What was made can be unmade.
JPMorgan Chase and Wells Fargo may have venerable names, but they and the pseudo-venerable Citigroup and Bank of America are all products of countless mergers and agglomerations.
There is no rule of markets that requires a financial system dominated by four cobbled-together, lumbering behemoths.
Lawmakers and regulators have failed to remake our system with smaller, safer institutions. What about investors?
Big bank stocks have been persistently weak, making breakups that seemed politically impossible no longer unthinkable.

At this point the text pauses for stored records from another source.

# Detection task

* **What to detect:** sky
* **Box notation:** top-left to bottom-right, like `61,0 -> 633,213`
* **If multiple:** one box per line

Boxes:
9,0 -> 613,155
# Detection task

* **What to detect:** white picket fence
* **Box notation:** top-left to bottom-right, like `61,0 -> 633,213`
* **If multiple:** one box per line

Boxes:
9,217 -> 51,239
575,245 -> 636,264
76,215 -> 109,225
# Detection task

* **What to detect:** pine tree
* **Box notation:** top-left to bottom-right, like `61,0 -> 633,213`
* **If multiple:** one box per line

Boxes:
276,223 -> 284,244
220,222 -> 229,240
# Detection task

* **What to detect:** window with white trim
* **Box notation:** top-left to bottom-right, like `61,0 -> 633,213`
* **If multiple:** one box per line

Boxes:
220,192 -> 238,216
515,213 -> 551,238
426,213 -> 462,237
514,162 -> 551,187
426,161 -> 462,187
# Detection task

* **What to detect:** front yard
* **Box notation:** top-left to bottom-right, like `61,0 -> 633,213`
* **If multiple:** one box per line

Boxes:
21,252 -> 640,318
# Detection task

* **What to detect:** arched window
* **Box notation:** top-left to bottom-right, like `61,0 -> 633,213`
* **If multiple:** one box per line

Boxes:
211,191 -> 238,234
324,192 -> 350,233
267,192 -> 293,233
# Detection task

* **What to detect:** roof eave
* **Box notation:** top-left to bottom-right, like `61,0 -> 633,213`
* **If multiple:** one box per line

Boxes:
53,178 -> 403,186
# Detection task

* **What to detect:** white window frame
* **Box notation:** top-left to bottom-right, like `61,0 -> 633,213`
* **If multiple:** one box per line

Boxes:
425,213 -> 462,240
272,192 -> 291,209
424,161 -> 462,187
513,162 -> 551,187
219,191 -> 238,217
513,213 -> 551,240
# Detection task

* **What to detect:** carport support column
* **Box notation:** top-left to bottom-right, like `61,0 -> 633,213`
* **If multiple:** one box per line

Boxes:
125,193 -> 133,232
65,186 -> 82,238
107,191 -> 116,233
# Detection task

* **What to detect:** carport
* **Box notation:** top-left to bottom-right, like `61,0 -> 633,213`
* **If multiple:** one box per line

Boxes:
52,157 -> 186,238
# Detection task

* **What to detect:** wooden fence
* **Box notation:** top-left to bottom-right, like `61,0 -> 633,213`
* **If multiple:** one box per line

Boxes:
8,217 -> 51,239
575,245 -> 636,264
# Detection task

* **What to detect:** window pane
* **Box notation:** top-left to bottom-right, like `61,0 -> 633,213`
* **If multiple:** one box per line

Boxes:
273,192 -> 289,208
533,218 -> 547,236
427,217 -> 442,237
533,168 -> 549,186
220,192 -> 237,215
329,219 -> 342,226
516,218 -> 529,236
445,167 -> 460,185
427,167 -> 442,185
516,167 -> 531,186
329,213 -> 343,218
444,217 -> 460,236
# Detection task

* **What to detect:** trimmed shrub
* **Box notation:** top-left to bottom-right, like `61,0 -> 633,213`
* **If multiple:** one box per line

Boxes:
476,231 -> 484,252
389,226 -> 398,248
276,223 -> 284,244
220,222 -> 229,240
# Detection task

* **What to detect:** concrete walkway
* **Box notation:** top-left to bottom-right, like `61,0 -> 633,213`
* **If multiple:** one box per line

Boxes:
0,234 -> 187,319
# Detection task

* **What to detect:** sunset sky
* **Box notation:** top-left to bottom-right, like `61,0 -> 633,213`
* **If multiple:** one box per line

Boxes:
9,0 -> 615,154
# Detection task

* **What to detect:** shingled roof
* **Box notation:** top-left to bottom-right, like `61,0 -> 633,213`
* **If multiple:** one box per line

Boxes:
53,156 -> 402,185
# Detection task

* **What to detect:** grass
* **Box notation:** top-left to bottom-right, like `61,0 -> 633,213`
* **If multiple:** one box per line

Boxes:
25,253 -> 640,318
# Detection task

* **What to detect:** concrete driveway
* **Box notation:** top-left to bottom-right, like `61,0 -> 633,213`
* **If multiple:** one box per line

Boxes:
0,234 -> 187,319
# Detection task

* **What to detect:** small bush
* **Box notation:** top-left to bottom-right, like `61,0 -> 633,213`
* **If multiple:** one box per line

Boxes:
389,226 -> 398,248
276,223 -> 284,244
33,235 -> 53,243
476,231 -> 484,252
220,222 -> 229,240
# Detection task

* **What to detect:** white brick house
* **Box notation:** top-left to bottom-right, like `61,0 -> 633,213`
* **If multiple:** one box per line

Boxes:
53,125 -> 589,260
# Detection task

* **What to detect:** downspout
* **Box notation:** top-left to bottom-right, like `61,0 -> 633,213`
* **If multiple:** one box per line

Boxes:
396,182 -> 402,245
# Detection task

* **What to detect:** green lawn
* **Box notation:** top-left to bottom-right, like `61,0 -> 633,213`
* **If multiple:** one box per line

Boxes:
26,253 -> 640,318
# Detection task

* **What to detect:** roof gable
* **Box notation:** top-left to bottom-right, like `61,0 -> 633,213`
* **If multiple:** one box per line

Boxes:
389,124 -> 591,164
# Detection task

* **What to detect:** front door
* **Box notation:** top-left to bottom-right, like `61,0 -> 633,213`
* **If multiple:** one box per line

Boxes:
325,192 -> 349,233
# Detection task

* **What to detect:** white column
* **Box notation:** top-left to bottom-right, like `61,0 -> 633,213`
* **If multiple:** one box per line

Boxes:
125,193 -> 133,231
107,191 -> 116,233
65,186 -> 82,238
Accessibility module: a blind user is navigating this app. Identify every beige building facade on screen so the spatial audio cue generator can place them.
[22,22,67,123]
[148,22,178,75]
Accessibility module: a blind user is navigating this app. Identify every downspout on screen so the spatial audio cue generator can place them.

Bank of America’s recent quarterly earnings were so weak that investors and commentators wondered whether the bank should sell off Merrill Lynch, the investment bank for which it foolishly overpaid at the height of the crisis. Bank of America trades at half of its book value (the stated value of its assets minus its liabilities), an indication that investors view its asset quality and prospects just a notch below abominable, as Jonathan Weil of Bloomberg News pointed out last week.
For Bank of America, the question is whether it will have to raise capital. Selling shares at such depressed prices would be costly. Regulators won’t push for it. They just gave stress tests to the biggest banks and merely restricted the bank from paying out a dividend. The logical solution is that Bank of America shed business lines in a bid to improve its prospects in the eyes of Wall Street.
Citigroup’s stock, revenue and earnings have lagged for a decade.
“Look, if you can’t compete in the major leagues for over a decade, it’s time to go back to the minors,” said the always outspoken Mike Mayo, an analyst with CLSA. His chronicle of ruffling bank management feathers, “Exile on Wall Street” (Wiley), will be published in the fall.
JPMorgan Chase is as well managed as any gargantuan bank can be. But if you look at its businesses, it’s hard to see any area where it is clearly the best, something even its own executives concede. Not in credit cards, where the premier name is American Express. Not in money management, where you might offer up T. Rowe Price. Investment banking—Goldman Sachs (the last quarter notwithstanding). Back-office transactions, State Street.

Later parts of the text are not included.